Communities Across the Country Embrace Biomass
No doubt most Biomass Magazine readers are familiar with the Wall Street Journal biomass story that ran in late July. While the story presented evidence of regulatory noncompliance at a few facilities—some due to standards that have been nothing less than a moving target—it revealed scant evidence that when done right, biomass is not a clean, renewable source of energy.
The story failed to capture examples of the many proud, compliant facilities in our industry. The very same week the WSJ article was published, many exciting biomass developments took place across the country. These projects are not only significant for breaking new ground, they are also noteworthy for the recognition and favorable media coverage they are generating on a local level. It is truly encouraging to see local communities embrace the positive impact of biomass.
Here are just a few examples:
• New York – ReEnergy Holdings held Demo Day at its facility based in Lyons Falls, N.Y. Local sawmill loggers were invited to tour the facility and enter into contracts to sell ReEnergy the low-grade woody waste material they would typically leave on the forest floor. According to the Watertown Daily News, the innovative event attracted more than 100 participants, and resulted in at least 13 new suppliers for the facility. The story included a quote by a local supplier on the ReEnergy offer: “I’ve been in this business for 30 years. I’ve never had any company offer me the deal ReEnergy has,” said Ronald G. King Jr., shortly after deciding to join the program.
• Texas – On July 25, the largest biomass facility in the country officially began producing power on the grid. This 100 MW facility, operated by Southern Power in Nacogdoches, Texas, will power 70,000 homes in Austin and the surrounding areas. Next year, this facility is expected to share the largest-in-country distinction with a facility in Gainesville, Fla. A local newspaper, the Jacksonville Daily Progress, reported that the “facility is expected to burn about a million tons of wood fragments, which will be purchased from local landowners and businesses within a 75-mile radius from the plant… it will burn non-merchantable wood products from saw mills and other wood production waste, forest waste, precommercial thinning of cultivated trees and other noncommercial tree species.”
The Daily Progress quoted Texas state Rep.

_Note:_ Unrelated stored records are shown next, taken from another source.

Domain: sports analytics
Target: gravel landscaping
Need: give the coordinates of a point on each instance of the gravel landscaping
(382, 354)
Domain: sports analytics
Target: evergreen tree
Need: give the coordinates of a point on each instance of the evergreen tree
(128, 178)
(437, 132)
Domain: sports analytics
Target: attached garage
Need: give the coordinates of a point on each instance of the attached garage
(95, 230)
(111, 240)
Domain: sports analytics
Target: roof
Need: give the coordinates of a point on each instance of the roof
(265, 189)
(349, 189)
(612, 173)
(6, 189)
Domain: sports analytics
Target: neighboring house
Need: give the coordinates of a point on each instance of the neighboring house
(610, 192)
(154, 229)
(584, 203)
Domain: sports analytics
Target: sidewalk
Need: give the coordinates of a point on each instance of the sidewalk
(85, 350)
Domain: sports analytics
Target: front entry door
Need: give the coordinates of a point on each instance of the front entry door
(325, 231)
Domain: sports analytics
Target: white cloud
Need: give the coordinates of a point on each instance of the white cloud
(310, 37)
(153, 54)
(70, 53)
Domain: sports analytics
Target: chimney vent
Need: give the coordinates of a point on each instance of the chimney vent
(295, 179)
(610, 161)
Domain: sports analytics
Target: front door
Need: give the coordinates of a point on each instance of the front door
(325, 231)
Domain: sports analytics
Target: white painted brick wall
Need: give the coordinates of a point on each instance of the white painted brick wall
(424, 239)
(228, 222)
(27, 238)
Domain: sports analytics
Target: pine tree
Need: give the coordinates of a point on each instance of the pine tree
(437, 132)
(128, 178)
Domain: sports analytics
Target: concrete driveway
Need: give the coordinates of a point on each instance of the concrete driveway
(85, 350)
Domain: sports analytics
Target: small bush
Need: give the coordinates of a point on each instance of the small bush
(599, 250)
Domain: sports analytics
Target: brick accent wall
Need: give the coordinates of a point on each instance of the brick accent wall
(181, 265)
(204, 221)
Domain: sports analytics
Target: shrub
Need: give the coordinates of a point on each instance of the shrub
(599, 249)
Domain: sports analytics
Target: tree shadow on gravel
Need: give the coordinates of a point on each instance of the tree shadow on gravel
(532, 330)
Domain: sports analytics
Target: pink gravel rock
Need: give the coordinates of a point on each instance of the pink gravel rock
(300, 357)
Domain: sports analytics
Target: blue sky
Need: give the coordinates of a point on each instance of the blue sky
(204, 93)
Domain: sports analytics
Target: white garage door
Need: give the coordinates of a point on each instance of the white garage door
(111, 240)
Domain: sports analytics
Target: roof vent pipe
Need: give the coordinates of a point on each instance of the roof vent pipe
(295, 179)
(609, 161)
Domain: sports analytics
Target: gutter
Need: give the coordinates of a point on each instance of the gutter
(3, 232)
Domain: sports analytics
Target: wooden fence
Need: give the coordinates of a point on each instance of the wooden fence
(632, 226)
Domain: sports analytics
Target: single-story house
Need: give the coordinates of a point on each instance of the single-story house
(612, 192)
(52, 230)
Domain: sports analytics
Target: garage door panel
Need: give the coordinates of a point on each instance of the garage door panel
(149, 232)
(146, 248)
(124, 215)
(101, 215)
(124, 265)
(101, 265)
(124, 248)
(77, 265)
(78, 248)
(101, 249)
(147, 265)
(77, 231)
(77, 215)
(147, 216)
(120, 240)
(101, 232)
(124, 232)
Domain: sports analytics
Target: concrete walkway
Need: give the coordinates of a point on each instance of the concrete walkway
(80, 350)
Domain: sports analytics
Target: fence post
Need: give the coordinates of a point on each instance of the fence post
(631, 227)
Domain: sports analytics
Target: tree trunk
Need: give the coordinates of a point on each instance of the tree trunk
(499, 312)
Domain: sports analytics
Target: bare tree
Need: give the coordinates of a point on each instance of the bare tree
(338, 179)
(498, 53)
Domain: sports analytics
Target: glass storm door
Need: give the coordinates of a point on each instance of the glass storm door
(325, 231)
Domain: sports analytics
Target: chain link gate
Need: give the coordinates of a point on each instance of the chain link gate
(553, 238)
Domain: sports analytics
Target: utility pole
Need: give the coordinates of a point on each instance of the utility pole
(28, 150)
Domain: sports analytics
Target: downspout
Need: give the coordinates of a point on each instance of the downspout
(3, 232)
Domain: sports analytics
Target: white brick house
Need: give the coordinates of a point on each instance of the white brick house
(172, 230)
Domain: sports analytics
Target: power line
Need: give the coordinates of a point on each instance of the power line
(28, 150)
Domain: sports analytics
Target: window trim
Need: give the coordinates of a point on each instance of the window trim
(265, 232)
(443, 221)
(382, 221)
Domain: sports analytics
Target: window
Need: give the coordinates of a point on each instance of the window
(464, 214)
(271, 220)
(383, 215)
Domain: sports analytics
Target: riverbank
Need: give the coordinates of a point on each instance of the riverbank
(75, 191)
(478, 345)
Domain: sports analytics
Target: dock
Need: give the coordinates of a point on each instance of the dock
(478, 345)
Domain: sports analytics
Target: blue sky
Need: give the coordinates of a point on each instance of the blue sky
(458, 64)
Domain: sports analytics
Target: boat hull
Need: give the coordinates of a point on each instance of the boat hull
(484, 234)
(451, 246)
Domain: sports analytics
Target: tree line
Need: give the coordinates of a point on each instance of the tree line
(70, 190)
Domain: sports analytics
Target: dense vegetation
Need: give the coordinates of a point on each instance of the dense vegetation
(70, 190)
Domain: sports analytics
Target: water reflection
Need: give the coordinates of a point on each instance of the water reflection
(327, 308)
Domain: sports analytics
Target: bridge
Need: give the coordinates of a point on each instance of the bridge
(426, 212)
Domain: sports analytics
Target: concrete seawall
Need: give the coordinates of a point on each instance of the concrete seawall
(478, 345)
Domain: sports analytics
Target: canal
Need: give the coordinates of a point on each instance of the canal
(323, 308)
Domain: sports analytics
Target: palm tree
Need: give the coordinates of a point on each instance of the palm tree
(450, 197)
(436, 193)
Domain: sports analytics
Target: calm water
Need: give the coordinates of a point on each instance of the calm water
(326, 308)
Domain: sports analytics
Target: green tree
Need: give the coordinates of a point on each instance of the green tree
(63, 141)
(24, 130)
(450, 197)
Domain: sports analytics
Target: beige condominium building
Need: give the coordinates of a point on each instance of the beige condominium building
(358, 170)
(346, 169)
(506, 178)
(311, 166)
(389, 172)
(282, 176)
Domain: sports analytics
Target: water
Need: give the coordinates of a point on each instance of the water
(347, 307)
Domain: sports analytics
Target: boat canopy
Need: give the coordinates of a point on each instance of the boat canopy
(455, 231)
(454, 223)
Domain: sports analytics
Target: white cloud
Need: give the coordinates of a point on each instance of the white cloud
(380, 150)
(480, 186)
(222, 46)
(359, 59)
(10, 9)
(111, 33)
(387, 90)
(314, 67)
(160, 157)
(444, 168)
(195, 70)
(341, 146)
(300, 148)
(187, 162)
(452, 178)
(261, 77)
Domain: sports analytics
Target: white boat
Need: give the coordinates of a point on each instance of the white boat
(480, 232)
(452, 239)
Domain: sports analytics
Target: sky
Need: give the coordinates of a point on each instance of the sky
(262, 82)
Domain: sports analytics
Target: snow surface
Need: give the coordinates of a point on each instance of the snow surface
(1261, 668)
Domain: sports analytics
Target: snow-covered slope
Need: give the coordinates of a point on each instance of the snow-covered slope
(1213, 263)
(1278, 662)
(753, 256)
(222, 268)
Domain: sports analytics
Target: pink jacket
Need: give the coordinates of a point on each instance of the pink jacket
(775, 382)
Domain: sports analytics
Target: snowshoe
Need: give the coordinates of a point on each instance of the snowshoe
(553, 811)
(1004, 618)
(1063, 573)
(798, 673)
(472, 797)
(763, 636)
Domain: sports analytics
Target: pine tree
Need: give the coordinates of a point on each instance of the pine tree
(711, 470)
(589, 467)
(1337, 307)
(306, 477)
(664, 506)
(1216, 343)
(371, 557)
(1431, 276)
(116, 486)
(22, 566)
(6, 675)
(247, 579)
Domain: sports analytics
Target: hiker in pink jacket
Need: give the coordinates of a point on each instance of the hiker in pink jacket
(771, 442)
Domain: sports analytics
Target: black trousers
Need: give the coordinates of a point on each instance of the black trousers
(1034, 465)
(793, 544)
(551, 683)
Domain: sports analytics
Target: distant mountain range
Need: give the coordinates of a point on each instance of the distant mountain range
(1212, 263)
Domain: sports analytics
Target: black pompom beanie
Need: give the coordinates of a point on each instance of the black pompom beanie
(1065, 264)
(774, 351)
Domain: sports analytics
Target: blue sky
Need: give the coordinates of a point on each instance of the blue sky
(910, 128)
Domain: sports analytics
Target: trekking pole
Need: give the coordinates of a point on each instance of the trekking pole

Chuck Hopson on the facility’s local benefits, who said, “They are going to buy all these wood products that we are now scrapping or we are having to burn and they are going to buy these products from 75 miles away. So for the people who are raising timber, it's another way that they can get some more money out of their product. It takes away a lot of biomass that we have left laying on the ground before and it's jobs for east Texas.”
• Tennessee – The U.S. DOE recently dedicated a new biomass steam facility at its Oak Ridge National Laboratories in Oak Ridge, Tenn. Local newspaper the Oak Ridger reported in a story about the new plant, “The biomass gasification technology and elimination of four fossil-fuel boilers reduces greenhouse gases equivalent to the emissions of 4,500 automobiles per year and models a sustainable solution to the nation’s energy needs.” The Oak Ridger included a quote from Johnny Moore, ORNL site office manager who said, “This project demonstrates that public institutions and private companies can partner to supply innovative clean-energy technologies on a large scale. The biomass plant will also provide an opportunity for researchers to gather important data from a large-scale biomass process.”
• Ohio – A Veterans Affairs medical center in Chillicothe, Ohio, held a ribbon-cutting ceremony for its brand new biomass plant, which will provide steam heat and electrical power. According to the Chillicothe Gazette, the facility—the first operational biomass plant in the VA system—“is expected to create five to 10 jobs in the community, as well as reduce the VA’s carbon footprint by about 4,060 pounds per year.” The VA received federal stimulus money to assist in the building of the plant, which is expected to save the center more than $100,000 per year.
Finally, in an effort to aid communities in taking full advantage of all that biomass has to offer, in late July the U.S. Forest Service announced nearly $4 million in grants for 20 wood energy projects across the country.